Relembrando a mitologia grega, Zeus, o deus dos deuses, criou a primeira mulher, a bela Pandora. Como presente de casamento Zeus ofereceu-lhe um jarro, com o aviso de que ela estava proibida de abrir (mais tarde, no século XV, o “jarro” transformar-se-ia em “caixa” devido a um erro de tradução de Erasmo, forma que prevaleceu). Pandora não conseguindo dominar a sua curiosidade abriu a caixa e dela saíram todos os males do mundo: a morte, a peste, a doença, a guerra, a fome, a velhice e tantos outros. Assustada, fechou-a apressadamente, e dentro dela apenas restou a esperança.

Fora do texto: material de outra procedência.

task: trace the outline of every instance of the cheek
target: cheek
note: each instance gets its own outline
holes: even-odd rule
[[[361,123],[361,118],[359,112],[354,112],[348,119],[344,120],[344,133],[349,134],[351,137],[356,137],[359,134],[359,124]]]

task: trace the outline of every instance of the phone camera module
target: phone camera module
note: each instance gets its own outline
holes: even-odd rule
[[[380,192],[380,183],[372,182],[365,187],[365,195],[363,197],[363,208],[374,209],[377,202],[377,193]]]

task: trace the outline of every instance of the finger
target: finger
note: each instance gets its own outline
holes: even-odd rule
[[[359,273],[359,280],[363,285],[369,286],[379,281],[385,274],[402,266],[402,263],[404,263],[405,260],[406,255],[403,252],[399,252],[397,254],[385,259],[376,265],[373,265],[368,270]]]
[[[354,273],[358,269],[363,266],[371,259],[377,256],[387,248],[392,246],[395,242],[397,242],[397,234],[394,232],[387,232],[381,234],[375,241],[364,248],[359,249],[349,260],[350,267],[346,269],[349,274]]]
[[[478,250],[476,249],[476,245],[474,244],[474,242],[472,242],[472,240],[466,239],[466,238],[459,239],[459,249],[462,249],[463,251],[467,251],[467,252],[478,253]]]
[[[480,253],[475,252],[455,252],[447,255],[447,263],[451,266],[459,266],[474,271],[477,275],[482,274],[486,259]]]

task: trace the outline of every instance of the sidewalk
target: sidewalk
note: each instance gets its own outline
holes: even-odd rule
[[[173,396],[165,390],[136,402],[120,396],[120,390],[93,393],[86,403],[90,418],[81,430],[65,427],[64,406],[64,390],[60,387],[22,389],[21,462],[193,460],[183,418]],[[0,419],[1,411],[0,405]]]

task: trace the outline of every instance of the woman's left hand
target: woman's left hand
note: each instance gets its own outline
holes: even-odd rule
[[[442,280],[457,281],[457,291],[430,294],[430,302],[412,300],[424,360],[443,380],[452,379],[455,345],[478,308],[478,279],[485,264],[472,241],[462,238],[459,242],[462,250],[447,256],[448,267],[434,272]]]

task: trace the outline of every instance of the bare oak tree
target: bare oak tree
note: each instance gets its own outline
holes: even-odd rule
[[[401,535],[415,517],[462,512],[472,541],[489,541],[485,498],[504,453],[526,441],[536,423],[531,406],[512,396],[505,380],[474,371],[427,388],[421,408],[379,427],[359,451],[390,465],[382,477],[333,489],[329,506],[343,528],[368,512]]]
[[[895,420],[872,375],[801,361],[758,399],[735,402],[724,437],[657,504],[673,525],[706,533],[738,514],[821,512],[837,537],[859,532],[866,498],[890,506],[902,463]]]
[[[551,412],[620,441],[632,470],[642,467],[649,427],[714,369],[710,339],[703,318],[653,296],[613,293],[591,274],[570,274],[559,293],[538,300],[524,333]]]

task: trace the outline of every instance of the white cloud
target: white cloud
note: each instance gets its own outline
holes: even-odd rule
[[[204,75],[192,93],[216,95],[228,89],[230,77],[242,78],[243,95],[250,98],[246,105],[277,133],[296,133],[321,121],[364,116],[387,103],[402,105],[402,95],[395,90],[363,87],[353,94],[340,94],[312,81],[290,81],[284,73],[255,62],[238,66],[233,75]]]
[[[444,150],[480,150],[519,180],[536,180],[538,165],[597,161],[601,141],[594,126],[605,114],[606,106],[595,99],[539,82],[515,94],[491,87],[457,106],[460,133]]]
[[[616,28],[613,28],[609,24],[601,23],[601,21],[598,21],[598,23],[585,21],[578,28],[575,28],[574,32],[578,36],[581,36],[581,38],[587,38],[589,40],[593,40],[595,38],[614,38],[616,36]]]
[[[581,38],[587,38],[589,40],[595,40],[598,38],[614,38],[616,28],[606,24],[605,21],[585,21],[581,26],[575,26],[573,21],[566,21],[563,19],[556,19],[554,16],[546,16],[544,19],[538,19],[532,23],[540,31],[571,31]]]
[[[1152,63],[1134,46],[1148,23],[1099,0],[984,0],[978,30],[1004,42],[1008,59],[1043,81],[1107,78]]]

Em novembro de 2019, alguém na China, na cidade de Wuhan, abriu uma vez mais a tampa da caixa de Pandora, libertando um temível mal, o vírus SARS-CoV-2. Este vírus, como sabemos, teve a capacidade de em quatro meses espalhar-se por todo o planeta, afetando 212 países. Apenas na Antártida não foram registados casos da covid-19.

Esta é a quinta pandemia que acontece no último século, todas elas de origem viral, e em todas elas cumpriram-se obrigatoriamente duas etapas: a primeira, a da transposição da espécie (capacidade de um vírus característico de uma determinada espécie adquirir o poder de infetar outra, neste caso a espécie humana); a segunda, a da aquisição da capacidade do vírus poder transmitir-se de pessoa a pessoa, permitindo a sua disseminação que, no caso do SARS-CoV-2 impressiona pela sua facilidade e dimensão.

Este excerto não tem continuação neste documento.